Overall, the decreased proportion of coherent voxels in the thalamus and losses of connectivity with other regions suggests that the coincident increase in amplitude associated with tapping may be due to inefficient and incomplete regional function. This reinforces the argument that additional brain resources are necessary to achieve the same outcome in dysfunctional states (Bondi et al., 2005; Vannini et al., 2007). With increasing MDMA use, there appears to be a chronic and enduring increase in thalamic region activity with less to show for it in global functional connectivity.
Motor system deficits, in contrast to deficits found in frontal cognitive and emotional processing, would not be expected to predispose to judgment defects that might reinforce substance abuse. Here, the comparison with non-MDMA substance users, the findings on stratification of the MDMA participants by use history, and the use of the motor pathway regions as a focus of study all suggest that differences in MDMA vs. non-MDMA users are not due to a priori individual variations in judgment or substance abuse propensity. Although cognitive measures were not obtained, there is no indication that the observed motor pathway changes can be attributed to a pre-MDMA use deficit. Indeed, one prospective study (de Win et al., 2008a) examining individuals before and after MDMA exposure found structural (pallidum, thalamus and frontoparietal white matter) and brain perfusion (pallidum and putamen) changes in novel low-dose ecstasy users.

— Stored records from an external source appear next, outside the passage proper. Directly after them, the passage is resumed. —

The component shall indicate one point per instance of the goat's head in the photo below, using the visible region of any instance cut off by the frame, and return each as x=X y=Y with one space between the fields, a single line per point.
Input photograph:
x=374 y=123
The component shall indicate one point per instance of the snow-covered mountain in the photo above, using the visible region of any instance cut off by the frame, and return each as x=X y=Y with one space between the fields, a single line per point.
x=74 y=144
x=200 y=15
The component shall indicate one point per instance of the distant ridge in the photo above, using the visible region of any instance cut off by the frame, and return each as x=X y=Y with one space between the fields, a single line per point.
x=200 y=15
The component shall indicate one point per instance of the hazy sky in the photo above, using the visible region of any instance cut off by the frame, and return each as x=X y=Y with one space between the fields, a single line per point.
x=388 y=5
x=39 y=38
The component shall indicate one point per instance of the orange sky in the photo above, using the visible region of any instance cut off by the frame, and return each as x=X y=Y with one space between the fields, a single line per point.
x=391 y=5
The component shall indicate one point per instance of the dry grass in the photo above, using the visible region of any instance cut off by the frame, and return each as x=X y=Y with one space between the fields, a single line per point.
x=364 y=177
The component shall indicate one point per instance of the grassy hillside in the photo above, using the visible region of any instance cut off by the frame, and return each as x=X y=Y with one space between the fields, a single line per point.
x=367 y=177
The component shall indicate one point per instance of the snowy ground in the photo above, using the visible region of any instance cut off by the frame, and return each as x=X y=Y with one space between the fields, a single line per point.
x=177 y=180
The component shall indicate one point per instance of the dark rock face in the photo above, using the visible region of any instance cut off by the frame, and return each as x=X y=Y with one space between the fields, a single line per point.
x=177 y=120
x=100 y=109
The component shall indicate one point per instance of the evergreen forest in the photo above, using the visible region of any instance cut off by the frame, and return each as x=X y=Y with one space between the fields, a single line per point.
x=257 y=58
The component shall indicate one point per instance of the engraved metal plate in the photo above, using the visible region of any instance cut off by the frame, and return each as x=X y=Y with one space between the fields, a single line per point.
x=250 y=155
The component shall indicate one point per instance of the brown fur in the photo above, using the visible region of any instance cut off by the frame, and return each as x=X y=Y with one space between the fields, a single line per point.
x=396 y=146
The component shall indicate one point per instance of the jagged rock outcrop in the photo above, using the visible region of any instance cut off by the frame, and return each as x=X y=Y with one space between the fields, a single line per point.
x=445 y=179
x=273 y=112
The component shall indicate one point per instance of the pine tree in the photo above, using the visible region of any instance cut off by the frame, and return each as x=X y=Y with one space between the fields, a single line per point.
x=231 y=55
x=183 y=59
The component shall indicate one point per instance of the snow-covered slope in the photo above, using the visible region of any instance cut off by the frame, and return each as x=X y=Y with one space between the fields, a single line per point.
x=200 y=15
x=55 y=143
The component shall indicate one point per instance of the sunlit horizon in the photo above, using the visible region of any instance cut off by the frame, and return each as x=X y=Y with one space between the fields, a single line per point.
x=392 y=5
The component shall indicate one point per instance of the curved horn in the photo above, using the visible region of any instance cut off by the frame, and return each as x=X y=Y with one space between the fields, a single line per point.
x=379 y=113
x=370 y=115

Known losses of serotonin function related to MDMA in preclinical studies favors a specific effect of MDMA on fine-diameter dorsal raphé fibers (Cowan et al, 2006), but our measures did not show effects on dorsal raphé coherence or functional connectivity. The absence of dorsal raphé findings for coherence and functional connectivity in our analysis of a single, small pontine slice is not surprising given the small size of the region, and the limited number of subjects, and warrants further consideration. Hopefully, MDMA does not cause raphé function effects as severe as those observed during acute tryptophan depletion in remitted depressive patients (Salomon et al., 2011).
In summary, these analyses confirm and extend concerns that MDMA use impedes even robust motor pathway functions. Because previous preclinical and clinical data suggest that MDMA adversely affects serotonergic function, our data offers evidence that motor pathways are in some way coordinated by serotonergic input with specific frequencies most likely to contribute to this processing. MDMA’s effects on interregional functional connectivity, not previously shown, raise an implication that previously shown effects on individual motor regions appear now to also alter interregional communications important to brain function. The motor system was validated here as sensitive to toxic effects on 5-HT function. Our findings of MDMA effects on coherence and functional connectivity in motor regions suggest a need for similar studies of regions supporting mood and higher cognitive function.